On Facebook it's a funny old thing - you want the people who follow, or rather friend, you to like you.  Perhaps more accurately you want them to like the product that is you.  Let's be honest - I don't really have 1225 friends - I have 1225 "friends".  I like them, hopefully they like me, but I don't know them, and they don't know me.  I have long been contemplating setting up a "Like" page and asking people to gravitate in that direction so that I can somewhat reclaim my Facebook page as my personal space, but I worry that such a request will smack of ego.  The truth is that there isn't much that's personal about my current page.  The people I talk to on a daily or weekly or monthly basis - you know, the friends I actually know - don't post on my wall or comment because they'll wind up with 50 emails (to be fair 49 of them are mine)!  Again, don't take this the wrong way - I love that people out there care enough about me without having met me to want to take a personal interest in my life, but it is a surreal thing to have folks posting on my wall and then chatting amongst themselves as though it's a public page.  Of course, I did bring this on myself - I did open myself up, and many people frankly don't know that this is a personal page.  The tricky bit is that I do want to share personal elements on my page with friends and family, but I don't want to open up any more to folks I don't really know - you know? :)

This blog lets me say what I really think about the world without a flame war ensuing, because somehow commenting on this seems to take more time and the format somehow asks for an opinion rather than a snippy remark quickly jotted down.  A blog is something to seek out and not just an item in a never ending news-feed to "Like" or ignore.  As a result, I have been yearning to use my voice more (my inside voice rather than my literal one).  I do post the occasional link to things I believe in or can't believe.  I suppose I do this because I think people should see what's outside their window and also because I like healthy debate.  Of course, there isn't really much that's healthy about debate on Facebook is there?  I honestly couldn't tell you why.  Perhaps because it seems so quick.  As we scroll down the news-feed, it all flies by and maybe we forget the verbal middle finger we just extended as quickly as we forget it in the car from which we flip birds of varying degrees.

I'm a feisty, scrappy little guy, and I like to tell it how I think it is.  Frankly I think it's been driving me crazy to suppress my opinions for the sake of being palatable to all.  I certainly don't think I am the alpha and the omega of opinions, and am fully aware that mine is no more valid than those on either side of me (unless they're wrong).  Yet sometimes I need to stand on that soapbox and point out what I think is hypocrisy, yadda yadda yadda . . .

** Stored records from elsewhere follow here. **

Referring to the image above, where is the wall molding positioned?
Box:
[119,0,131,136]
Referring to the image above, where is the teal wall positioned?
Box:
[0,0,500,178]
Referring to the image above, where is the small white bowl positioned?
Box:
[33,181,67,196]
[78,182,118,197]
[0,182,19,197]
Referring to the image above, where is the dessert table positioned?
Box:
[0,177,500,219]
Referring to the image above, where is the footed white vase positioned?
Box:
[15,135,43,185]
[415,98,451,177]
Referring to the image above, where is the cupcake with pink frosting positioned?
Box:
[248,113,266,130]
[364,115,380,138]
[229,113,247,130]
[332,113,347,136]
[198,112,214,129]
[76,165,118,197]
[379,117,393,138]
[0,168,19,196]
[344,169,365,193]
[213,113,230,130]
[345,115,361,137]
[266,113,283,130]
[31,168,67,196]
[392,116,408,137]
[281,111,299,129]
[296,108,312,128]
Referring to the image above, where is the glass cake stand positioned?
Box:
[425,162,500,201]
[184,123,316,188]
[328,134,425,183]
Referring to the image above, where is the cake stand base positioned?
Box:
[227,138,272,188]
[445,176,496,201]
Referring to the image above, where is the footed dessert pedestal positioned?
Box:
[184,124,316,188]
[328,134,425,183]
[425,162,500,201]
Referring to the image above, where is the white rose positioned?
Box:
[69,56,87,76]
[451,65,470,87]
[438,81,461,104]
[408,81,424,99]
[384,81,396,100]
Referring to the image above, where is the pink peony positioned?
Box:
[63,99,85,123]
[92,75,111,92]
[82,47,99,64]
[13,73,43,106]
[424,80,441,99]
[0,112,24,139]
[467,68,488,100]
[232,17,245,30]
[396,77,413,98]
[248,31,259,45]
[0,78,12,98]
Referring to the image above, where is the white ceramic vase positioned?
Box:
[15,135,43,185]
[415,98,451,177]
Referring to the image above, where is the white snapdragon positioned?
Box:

So all this drivel brings me to The Show on richardiancox.com - that brilliant sophomoric podcast brought to you semi-weekly, monthly, or is that annually by the brain trust that is myself and Sharon Alexander.  I feel that The Show should have a little more spice in the veins of Jon Stewart, Bill Maher, and Kermit the Frog.  I don't always want to play nice.  I mean I am nice, but I want to stir things up a bit.  Besides, good comedy so rarely comes from "nice" don't you think?  I don't want to alienate anyone, and I hope that everyone comes along for the ride, even if just to risk opening your eyes to another world without actually going over.

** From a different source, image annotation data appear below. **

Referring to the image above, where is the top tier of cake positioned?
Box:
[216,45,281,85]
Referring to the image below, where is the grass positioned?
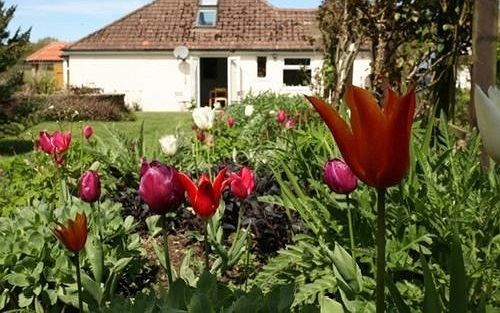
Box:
[0,112,191,159]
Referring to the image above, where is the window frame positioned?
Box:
[282,57,312,88]
[256,56,267,78]
[196,7,217,28]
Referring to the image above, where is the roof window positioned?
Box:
[196,0,219,27]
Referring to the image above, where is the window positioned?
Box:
[257,57,267,77]
[283,59,311,86]
[197,9,217,27]
[196,0,219,27]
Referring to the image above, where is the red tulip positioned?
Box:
[79,170,101,203]
[276,109,286,123]
[83,125,94,140]
[229,166,255,199]
[139,159,184,215]
[52,213,87,253]
[323,159,358,195]
[177,168,229,219]
[307,86,415,188]
[226,116,236,128]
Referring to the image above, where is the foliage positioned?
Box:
[104,272,294,313]
[256,109,500,311]
[0,1,30,136]
[0,198,144,312]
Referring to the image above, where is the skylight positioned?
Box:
[200,0,219,6]
[198,9,217,27]
[196,0,219,27]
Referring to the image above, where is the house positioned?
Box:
[64,0,372,111]
[26,42,66,89]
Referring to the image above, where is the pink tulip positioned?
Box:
[37,131,71,165]
[229,166,255,199]
[285,118,297,129]
[79,170,101,203]
[276,109,286,123]
[83,125,94,140]
[323,159,358,195]
[37,131,56,154]
[139,159,184,215]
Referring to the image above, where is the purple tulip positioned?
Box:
[139,159,184,215]
[80,170,101,203]
[83,125,94,140]
[323,159,358,195]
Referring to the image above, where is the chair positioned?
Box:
[208,87,227,108]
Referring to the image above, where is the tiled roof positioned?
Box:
[65,0,319,51]
[26,42,66,62]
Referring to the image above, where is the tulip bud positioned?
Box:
[52,213,88,253]
[245,104,255,117]
[159,135,177,155]
[323,159,358,195]
[276,109,286,123]
[285,118,297,129]
[229,166,255,199]
[83,125,94,140]
[193,107,215,130]
[139,160,184,215]
[80,170,101,203]
[226,116,236,128]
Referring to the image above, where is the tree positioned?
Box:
[0,1,31,135]
[319,0,473,118]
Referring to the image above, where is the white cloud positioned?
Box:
[18,0,150,15]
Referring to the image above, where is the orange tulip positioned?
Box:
[52,213,87,253]
[307,86,415,188]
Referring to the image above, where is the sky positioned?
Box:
[5,0,321,42]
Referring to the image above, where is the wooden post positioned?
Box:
[469,0,498,126]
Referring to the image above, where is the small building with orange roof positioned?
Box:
[26,42,66,89]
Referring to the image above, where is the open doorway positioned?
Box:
[200,58,227,107]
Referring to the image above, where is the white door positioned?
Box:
[189,57,201,108]
[227,57,242,105]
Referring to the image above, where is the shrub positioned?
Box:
[18,94,132,121]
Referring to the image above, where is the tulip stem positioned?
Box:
[376,188,386,313]
[345,194,356,260]
[205,219,210,271]
[162,215,174,288]
[75,252,83,312]
[90,201,104,283]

I don't know when or if these changes will take place, just taking that first step of putting it out there.  I think that generally the loudest among us get the most attention.  I don't want to be loud, but sometimes I want to push back at those who are getting too loud.  There seems to be more and more hate out there these days.  It's on our news channels, on our social networks, it's out of the mouths of the ignorant.  I would like to do more to point out that ugliness and invite people to hold a mirror to it.  Maybe The Show can be my little way to disarm this nastiness by making fun of it.  If you feel like it, have a listen and laugh along.